Far more serious was an undertow of allegations that Patnick had been instrumental in blackening the name of Liverpool football fans in comments straight after the Hillsborough disaster in 1989 which led to newspaper allegations against them, most notoriously in the Sun. Like many other claims and counter-claims, the truth of this had to await the report in September 2012 of the Hillsborough Independent Panel which found that Patnick had made vigorous comments about drunken and disorderly fans in conversation with the local White's news agency. He referred to them kicking and urinating on police and said that he had seen the bruises.
He subsequently said that he was "deeply and sincerely sorry" for passing on "inaccurate, misleading and plain wrong information" which he said had been given to him by officers from South Yorkshire police. He survived calls from Liverpool's elected mayor, Joe Anderson, and one of the city's Labour MPs, Steve Rotherham, for the removal of the knighthood that was conferred on Patnick in 1994 after he had spent five years as a government whip.
Patnick was born in Sheffield and had a lively Jewish upbringing as part of a large family whose forebears had fled eastern Europe for Yorkshire. In a humbler version of the great diaspora success stories such as the Marks and Burton families in nearby Leeds, they created a secondhand goods empire famous for Patnick's Junkerama store, whose slogans included: "Net curtains – we have enough for every window in Sheffield."
The family were generally sociable, approachable and down-to-earth, which helped Patnick's progress from city councillor, from 1967, to leading the opposition on the "socialist republic" county council, from 1973, and finally to representing Hallam, the Tory stronghold in Sheffield, from 1987. He lost his seat in 1997 to the Liberal Democrat Richard Allan, who was succeeded in 2005 by Nick Clegg.

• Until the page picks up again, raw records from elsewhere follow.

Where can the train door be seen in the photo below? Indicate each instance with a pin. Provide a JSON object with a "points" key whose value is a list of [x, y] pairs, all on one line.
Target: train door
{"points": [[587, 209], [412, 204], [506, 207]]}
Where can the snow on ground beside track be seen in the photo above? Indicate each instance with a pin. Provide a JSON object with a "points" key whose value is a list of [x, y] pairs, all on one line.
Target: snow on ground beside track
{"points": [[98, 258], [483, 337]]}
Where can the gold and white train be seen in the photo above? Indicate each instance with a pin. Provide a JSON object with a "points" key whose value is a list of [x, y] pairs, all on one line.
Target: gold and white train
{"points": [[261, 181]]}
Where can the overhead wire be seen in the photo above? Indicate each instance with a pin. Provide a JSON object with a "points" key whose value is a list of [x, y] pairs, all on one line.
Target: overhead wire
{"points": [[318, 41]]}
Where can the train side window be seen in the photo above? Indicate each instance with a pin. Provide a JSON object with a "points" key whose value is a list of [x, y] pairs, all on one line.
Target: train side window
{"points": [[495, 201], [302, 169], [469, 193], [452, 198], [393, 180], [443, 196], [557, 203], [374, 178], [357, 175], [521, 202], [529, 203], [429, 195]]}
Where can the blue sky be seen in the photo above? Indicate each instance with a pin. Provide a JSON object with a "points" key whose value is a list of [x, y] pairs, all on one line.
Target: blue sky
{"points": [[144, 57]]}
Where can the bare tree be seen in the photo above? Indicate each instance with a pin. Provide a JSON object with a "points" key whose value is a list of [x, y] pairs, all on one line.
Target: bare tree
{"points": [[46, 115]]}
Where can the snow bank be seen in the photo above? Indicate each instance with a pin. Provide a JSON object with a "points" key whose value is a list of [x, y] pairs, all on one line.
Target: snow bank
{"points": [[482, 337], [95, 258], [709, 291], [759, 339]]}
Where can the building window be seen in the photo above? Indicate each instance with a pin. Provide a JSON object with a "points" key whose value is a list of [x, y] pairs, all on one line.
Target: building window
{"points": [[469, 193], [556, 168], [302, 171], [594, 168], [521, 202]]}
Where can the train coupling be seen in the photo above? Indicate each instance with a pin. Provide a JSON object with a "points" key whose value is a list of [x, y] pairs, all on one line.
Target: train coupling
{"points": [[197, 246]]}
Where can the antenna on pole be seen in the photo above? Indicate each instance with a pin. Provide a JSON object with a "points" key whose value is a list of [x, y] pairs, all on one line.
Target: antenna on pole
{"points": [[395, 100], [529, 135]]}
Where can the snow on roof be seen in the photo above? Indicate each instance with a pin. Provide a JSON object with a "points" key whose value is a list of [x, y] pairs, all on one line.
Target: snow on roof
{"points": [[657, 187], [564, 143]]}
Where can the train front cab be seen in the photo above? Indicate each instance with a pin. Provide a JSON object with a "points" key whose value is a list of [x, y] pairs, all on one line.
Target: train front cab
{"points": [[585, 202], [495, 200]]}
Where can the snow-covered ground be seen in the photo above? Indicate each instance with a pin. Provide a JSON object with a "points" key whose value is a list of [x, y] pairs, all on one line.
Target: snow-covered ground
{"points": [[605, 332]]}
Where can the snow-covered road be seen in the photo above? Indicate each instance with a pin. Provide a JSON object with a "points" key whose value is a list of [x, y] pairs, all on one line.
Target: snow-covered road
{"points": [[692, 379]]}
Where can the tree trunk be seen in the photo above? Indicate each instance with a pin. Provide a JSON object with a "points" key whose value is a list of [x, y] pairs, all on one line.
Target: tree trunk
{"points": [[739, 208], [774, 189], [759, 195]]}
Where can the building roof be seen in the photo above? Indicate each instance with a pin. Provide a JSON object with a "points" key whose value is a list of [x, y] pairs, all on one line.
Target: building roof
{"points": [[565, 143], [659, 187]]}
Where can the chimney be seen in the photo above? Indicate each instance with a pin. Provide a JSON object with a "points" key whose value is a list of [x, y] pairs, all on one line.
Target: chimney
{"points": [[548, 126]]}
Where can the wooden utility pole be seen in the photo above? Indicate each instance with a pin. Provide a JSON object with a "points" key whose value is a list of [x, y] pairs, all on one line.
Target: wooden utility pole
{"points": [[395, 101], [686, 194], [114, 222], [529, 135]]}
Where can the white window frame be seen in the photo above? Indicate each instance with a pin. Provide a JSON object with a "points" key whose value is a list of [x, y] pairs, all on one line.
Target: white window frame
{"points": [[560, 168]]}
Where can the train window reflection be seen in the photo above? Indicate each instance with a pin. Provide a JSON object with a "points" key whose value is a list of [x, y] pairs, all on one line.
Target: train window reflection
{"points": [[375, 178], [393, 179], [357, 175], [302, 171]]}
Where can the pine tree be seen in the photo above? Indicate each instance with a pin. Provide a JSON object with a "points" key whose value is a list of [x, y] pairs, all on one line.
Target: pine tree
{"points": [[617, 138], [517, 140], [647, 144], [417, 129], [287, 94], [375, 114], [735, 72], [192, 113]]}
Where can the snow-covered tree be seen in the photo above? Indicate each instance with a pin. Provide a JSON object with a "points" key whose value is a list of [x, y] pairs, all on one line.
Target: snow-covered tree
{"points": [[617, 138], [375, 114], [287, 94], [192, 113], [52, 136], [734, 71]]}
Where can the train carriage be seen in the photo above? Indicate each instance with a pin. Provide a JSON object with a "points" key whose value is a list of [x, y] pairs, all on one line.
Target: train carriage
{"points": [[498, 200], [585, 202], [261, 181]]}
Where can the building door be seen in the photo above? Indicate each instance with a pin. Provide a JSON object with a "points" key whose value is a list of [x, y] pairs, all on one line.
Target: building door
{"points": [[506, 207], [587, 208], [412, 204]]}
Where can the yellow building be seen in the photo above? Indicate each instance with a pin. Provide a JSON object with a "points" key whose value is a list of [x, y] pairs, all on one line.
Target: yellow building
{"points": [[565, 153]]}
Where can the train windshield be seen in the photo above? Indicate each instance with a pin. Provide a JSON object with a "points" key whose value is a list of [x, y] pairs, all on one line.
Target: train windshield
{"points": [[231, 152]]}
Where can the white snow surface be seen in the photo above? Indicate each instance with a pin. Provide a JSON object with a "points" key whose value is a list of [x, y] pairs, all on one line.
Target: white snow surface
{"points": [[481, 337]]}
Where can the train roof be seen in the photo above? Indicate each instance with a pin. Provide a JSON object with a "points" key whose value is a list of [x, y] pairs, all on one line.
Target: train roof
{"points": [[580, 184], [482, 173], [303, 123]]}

Irving was unabashedly rightwing, opposing sanctions against South Africa, supporting the death penalty and obstructing gay rights reform. This went with a personable nature and a deep commitment to the Jewish community which is and always has been a rich contributor to Sheffield life. Educated locally at High Storrs grammar school and Sheffield Polytechnic (now Sheffield Hallam University), he was vice-president of the Sheffield Jewish Congregation and Centre, life president of Sheffield Jewish Representative Council and a former national vice-chairman of the Maccabi sports and youth organisation.
He enjoyed the rough and tumble of politics and delighted in dishing out as well as taking the inevitable flak that focused on the only Tory MP in South Yorkshire. This gave him a carapace which was useful in his role as party whip, although he regretted that job's ban on making broadcast appearances during which he could taunt Labour's far greater, but sometimes ponderous, Yorkshire army.
Hillsborough was a different matter entirely, and although Patnick knew the area around the football ground well, having fought the safe Labour seat in 1970 and 1979, his unquestioning acceptance of slurs on the fans is unlikely to be forgiven. He said in September that he was shocked at "the extent of the deceit and cover-up" but added: "I totally accept responsibility for passing such information on without asking further questions."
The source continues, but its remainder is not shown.